Indeed, most eyebrows were likely raised when Portland revealed that, according to its “soft power” formula, Russia had finally cracked its top-30 global rankings, joining Argentina and Hungary as first-timers on the list. Coming in at No. 27, Moscow sits in between Hungary and China. (Other Asia-Pacific nations cracking the top-30 including Australia at No. 6, Japan at No. 7, New Zealand at No. 16, Singapore at No. 19, and South Korea at No. 22.) Anticipating criticism about including a country like Russia in the top-30, the report’s authors claimed that Moscow’s role in combatting ISIS – as well as the fact that it didn’t advance its position any further into Ukraine – appeared to help international perception. “Russia performed markedly better on the international polling in 2016, compared with 2015,” the report’s authors noted.

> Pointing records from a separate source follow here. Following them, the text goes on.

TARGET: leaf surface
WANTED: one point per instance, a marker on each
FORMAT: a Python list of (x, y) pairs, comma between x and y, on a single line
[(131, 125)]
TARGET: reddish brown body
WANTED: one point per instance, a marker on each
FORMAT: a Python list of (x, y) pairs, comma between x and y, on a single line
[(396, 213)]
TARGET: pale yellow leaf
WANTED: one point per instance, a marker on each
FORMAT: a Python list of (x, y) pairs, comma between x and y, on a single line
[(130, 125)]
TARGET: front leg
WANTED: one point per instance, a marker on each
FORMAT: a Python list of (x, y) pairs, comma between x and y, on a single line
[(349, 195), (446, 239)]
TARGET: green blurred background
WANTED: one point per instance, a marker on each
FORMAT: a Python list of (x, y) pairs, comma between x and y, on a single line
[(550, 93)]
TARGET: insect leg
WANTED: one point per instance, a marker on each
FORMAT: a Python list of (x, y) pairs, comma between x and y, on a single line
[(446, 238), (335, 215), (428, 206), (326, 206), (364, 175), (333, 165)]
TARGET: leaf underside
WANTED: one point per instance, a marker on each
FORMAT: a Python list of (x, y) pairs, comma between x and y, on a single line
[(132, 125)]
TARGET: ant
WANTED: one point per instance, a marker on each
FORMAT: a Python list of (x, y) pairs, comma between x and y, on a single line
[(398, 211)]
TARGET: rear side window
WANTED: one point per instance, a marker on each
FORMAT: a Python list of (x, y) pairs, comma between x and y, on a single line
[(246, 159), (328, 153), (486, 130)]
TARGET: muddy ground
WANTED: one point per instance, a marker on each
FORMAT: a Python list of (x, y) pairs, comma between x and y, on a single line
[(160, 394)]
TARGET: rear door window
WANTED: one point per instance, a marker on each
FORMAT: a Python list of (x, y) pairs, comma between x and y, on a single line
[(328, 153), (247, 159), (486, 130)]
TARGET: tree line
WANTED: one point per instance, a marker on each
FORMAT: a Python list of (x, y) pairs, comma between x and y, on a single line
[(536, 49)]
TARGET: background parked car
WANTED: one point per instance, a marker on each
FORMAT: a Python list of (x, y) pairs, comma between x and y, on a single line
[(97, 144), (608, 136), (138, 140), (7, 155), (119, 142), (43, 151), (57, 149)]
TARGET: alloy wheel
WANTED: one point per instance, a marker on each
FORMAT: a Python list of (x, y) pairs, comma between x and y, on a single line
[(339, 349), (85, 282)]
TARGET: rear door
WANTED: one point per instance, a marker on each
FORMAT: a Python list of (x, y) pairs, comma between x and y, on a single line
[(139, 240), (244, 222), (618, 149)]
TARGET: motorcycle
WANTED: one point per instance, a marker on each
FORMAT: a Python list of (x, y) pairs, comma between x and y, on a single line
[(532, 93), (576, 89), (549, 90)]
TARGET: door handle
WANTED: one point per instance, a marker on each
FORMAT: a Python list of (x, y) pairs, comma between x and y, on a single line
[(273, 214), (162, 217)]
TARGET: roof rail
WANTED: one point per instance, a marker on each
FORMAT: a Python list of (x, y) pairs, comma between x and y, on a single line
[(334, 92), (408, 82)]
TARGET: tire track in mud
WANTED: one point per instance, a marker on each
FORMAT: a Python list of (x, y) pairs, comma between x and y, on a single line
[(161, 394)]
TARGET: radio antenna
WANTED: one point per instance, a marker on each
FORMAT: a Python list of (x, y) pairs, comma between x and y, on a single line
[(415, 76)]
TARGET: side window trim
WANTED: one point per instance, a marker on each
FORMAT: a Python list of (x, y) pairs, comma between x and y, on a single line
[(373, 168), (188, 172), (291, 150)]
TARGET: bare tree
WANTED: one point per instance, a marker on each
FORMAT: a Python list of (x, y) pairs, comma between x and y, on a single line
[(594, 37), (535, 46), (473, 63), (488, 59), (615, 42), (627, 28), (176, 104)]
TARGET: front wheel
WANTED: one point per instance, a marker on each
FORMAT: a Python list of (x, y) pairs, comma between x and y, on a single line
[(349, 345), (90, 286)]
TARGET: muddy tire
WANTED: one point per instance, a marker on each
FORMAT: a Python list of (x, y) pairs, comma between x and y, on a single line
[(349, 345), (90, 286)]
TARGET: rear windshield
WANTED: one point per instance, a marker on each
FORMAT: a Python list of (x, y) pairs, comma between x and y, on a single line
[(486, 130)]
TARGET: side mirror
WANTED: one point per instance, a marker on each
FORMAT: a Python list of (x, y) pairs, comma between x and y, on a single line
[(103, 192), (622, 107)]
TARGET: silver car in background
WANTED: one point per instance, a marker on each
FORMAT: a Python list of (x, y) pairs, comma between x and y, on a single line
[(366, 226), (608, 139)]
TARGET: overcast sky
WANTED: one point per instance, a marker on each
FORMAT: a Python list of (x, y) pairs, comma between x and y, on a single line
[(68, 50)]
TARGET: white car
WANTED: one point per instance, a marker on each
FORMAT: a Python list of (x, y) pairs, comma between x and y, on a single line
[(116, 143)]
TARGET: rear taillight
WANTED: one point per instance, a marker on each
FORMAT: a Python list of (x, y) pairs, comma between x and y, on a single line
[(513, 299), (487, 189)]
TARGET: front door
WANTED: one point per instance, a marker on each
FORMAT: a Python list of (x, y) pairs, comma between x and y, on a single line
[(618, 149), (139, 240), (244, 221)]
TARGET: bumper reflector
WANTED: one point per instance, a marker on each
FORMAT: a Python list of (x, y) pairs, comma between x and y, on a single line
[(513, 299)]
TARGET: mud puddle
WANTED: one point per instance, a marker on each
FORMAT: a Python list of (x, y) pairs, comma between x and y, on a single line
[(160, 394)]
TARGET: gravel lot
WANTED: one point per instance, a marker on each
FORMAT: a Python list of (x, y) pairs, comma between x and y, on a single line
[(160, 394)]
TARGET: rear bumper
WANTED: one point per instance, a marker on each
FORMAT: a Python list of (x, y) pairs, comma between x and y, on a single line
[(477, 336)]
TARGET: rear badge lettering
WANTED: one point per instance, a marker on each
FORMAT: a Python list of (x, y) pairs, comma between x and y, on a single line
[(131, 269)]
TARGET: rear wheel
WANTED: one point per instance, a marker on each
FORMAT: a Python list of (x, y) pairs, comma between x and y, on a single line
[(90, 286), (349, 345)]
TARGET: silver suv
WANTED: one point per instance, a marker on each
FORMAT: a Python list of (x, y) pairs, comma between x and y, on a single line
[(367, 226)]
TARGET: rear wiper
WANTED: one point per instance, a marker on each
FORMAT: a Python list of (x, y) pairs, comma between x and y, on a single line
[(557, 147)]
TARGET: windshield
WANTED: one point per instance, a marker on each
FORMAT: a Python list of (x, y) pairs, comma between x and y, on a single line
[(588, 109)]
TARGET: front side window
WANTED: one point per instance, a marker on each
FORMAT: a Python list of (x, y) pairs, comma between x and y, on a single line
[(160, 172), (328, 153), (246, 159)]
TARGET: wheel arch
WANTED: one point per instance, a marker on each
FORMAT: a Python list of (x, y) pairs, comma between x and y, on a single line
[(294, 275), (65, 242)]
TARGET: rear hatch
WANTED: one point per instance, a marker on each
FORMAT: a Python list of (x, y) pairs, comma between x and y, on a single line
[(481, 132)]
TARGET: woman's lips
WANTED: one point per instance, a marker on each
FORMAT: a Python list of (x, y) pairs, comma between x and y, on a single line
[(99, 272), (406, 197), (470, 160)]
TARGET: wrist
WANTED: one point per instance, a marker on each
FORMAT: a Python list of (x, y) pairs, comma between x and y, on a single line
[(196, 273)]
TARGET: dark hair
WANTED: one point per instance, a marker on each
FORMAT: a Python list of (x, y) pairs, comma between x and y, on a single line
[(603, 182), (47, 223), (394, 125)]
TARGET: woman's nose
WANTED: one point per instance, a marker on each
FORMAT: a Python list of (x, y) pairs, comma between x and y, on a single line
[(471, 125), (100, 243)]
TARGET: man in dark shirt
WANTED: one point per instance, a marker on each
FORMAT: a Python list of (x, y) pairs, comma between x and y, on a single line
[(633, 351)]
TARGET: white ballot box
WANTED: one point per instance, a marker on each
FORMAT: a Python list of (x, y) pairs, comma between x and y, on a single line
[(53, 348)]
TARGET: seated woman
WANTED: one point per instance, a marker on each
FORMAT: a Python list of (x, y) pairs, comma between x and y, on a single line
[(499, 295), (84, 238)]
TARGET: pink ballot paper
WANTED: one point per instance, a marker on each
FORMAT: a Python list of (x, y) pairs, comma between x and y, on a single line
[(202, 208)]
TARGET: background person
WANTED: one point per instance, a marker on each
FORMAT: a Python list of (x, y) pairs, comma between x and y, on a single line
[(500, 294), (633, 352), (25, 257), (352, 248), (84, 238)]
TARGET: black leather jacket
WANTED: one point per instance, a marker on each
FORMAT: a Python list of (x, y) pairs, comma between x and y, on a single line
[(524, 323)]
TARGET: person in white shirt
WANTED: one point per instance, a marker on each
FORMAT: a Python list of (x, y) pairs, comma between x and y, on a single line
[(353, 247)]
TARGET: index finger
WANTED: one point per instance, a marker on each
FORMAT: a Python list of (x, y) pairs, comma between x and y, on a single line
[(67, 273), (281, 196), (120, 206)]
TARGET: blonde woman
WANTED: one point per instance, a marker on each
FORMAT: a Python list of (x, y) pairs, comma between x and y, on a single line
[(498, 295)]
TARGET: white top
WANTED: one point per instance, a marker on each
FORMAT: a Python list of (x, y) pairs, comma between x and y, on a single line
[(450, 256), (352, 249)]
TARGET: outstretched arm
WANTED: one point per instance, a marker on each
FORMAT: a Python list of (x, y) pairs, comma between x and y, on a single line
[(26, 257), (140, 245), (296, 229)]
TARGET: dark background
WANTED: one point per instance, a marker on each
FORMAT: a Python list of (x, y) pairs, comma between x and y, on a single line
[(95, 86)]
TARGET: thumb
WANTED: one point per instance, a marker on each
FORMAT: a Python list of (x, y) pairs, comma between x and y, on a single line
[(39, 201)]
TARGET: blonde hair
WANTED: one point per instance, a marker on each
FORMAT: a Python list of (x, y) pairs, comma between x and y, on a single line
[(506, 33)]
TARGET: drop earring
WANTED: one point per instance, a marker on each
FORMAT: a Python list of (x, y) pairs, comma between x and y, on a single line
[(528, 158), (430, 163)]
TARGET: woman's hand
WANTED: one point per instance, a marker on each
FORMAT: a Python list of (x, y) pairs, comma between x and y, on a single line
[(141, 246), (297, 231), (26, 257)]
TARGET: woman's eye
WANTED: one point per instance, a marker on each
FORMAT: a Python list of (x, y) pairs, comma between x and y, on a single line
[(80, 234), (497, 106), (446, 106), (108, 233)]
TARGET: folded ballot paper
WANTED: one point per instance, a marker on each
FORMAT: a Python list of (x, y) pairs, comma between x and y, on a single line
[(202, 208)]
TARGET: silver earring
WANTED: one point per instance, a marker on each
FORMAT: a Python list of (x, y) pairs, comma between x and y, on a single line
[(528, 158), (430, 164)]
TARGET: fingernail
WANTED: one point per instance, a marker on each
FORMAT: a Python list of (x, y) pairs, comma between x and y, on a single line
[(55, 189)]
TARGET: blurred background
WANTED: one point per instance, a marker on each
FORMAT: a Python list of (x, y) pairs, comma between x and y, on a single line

And there is an argument to be made that Russia belongs beside Germany, the UK, and France among the top-30 nations boasting the greatest reservoirs of “soft power.” After all, if we’re including something like foreign countries adopting another nation’s domestic governing strategies within our definition of “soft power,” there’s certainly a preponderance of evidence that Moscow’s preferences for authoritarianism have found eager buyers throughout the post-Soviet sphere, and even within the West. From elite predation to media consolidation, from political domination to civil rights diminution, Moscow’s certainly proven over-eager to provide an example for other authoritarians globally.
But if we’re to take Portland at its word, Russia’s placement within the top-30 nations also comes while Moscow, per available polling, maintains the highest international disapproval rankings among any major nation. Likewise, Russia is now viewed as the primary threat among fellow member-nations in the Commonwealth of Independent States, plus Georgia. Moscow has also been unable to convince any other prominent nation to back its claims to annexation in Crimea, and has so far proven unable to coerce a country like Tajikistan, an effective client-state, into joining the Eurasian Economic Union. If we toss in the Collective Security Treaty Organization, there’s a distinct reality that the Moscow-led international organizations are as inefficacious as they are vanity projects.
All of this isn’t to say, necessarily, that Russia doesn’t maintain a notable amount “soft power” – the country’s cultural legacy, to say nothing of its position as a permanent member on the UN Security Council, would attest to as much. But the fact that Russia can exist within the top-30 countries – to say nothing of the fact that it is somehow ahead of China – casts significant questions on the utility of such findings.
Of course, as The Guardian’s Shaun Walker noted, Portland is a company that was recently on the Kremlin’s dole to help whitewash Moscow’s global reputation. With these new rankings, it appears Moscow’s still getting its money’s worth.